Question

Benzene and toluene form nearly ideal solutions. Consider an equimolar solution of benzene and toluene. At 20°C the vapour pressures of pure benzene and toluene are9.9 kPa and 2.9 kPa, respectively. The solution is boiled by reducing the external pressure below the vapour pressure.
Calculate:
(a) The pressure when boiling begins,
(b) The composition of each component in the vapour, and
(c) The vapour pressure when only a few drops of liquid remain

Answer 1

(a) By Raoult's Law (P_{tot}= x_{B}P_{B}^{*} + x_{T}P_{T}^{*})

Ptot = .5(9.9kPa) + .5(2.9kPa) = 6.4 kPa

Boiling begins when the external pressure equals the vapor pressure

(b) By Dalton's Law (y_{B} = (x_{B}P_{B}^{*})/P_{tot})

yB = (.5*9.9)/6.4 = .77 Benzene in vapor .23 Toluene

(c) When almost all your solution has been converted into vapor, the vapor is now .50 Benzene and .50 Toluene, (i.e. if you start with equimolar liquidyou end with equimolar gas).

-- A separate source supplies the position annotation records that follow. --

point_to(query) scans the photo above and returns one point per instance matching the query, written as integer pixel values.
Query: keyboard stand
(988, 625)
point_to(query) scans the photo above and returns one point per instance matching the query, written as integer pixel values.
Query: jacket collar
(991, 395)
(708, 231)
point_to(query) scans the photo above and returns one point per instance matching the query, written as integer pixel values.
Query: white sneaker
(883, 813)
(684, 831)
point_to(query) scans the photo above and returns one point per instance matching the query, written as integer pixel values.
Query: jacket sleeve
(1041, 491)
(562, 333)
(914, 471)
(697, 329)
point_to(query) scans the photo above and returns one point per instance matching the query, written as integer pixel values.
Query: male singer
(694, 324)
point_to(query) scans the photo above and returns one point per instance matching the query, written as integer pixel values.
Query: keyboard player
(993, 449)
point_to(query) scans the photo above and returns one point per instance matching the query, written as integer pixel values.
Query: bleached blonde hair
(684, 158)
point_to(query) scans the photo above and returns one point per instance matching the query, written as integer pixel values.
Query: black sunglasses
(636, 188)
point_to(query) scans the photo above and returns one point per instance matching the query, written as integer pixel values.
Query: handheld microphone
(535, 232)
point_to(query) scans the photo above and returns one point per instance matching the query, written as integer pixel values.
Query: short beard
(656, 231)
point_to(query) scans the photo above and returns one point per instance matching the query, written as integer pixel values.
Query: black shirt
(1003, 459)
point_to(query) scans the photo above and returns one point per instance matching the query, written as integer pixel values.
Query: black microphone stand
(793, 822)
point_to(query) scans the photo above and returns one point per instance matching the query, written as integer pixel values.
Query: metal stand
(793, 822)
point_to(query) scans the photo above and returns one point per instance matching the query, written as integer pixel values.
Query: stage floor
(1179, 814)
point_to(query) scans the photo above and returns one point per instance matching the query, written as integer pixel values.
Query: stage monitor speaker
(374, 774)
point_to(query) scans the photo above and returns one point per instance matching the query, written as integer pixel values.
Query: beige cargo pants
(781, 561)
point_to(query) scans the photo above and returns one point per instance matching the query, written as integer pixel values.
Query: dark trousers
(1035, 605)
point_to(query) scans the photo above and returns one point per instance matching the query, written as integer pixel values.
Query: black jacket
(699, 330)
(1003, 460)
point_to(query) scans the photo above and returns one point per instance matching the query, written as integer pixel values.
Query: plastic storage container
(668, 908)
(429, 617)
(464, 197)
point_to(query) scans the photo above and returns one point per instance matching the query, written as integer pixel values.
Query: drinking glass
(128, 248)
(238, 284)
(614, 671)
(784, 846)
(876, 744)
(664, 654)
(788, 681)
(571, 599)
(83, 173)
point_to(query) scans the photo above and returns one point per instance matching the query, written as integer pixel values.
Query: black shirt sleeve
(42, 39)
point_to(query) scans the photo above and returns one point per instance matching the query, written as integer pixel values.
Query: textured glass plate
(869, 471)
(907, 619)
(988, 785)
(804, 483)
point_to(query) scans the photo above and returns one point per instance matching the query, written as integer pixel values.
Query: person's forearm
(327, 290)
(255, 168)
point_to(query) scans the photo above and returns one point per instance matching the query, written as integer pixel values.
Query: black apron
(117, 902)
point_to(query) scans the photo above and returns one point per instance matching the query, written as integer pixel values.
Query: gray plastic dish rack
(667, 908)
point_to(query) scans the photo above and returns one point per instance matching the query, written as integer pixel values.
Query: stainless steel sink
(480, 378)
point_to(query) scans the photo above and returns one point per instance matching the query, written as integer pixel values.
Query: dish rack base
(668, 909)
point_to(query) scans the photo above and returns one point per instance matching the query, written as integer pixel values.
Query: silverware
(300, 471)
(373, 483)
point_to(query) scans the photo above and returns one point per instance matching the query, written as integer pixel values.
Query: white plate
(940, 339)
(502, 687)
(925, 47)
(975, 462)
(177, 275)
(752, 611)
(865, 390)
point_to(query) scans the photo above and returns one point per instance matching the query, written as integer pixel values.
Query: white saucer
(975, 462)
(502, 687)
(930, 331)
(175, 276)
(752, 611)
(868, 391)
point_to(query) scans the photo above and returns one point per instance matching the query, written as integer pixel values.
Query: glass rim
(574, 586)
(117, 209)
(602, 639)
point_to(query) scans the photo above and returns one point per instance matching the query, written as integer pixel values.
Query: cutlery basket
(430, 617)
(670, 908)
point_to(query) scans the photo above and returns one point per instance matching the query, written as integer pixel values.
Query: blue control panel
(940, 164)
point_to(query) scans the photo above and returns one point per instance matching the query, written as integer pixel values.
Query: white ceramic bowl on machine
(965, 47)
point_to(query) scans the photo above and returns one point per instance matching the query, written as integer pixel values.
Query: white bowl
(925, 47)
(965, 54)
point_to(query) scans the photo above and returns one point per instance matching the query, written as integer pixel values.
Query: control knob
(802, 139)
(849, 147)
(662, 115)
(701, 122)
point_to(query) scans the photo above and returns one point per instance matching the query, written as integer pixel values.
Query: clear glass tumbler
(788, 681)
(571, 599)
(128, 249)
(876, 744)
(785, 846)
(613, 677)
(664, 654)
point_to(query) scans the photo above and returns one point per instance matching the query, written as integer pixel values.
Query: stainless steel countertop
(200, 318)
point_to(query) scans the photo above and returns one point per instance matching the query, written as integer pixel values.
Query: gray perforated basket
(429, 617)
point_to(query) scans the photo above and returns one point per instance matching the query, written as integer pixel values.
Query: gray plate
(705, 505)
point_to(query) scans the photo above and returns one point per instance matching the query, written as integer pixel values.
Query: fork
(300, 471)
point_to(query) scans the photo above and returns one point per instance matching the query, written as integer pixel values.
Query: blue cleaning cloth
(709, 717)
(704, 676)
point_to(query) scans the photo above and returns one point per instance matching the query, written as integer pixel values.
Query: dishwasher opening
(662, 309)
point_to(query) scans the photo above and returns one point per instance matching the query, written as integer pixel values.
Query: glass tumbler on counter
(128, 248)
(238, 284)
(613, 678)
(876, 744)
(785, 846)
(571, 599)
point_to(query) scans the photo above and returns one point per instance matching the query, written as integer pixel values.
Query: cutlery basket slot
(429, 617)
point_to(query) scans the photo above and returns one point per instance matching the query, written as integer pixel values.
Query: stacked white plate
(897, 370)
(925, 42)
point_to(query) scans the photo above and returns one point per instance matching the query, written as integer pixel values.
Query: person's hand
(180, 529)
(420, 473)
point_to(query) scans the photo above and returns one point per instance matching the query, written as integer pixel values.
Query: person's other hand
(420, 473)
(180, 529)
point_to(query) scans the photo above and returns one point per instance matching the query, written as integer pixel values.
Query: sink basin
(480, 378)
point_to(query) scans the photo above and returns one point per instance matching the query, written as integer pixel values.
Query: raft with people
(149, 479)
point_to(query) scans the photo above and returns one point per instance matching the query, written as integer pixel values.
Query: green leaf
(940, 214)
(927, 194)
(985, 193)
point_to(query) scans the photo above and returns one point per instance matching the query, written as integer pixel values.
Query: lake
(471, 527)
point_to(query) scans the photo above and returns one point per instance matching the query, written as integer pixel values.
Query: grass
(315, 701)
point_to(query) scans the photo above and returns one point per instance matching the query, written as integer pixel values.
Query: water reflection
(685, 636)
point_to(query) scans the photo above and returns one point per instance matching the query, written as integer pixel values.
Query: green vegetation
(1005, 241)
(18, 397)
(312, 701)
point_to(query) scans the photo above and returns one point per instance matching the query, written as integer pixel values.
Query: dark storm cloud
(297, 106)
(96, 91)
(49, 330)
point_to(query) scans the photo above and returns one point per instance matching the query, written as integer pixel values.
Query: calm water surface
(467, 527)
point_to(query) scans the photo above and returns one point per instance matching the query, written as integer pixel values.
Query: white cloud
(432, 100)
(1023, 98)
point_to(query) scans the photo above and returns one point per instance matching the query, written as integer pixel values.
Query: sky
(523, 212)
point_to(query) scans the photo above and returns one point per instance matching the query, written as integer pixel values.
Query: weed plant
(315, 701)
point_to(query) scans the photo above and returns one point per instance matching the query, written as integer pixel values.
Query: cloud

(.5 = (2.9x_{T})/P_{tot}) (.5=(9.9x_{B})/P_{tot})

re-arrange

(P_{tot} = 5.8x_{T}) &&(P_{tot} = 19.8x_{B})

(5.8x_{T} = 19.8x_{B})

(5.8(1-x_{B}) = 19.8x_{B})

solve for xB = .23 Benzene in the liquid and .77 Toluene

Calculate your vapor pressure from Raoult's law

P = .23(9.9 kPa) + .77(2.9 kPa) = 4.51 kPa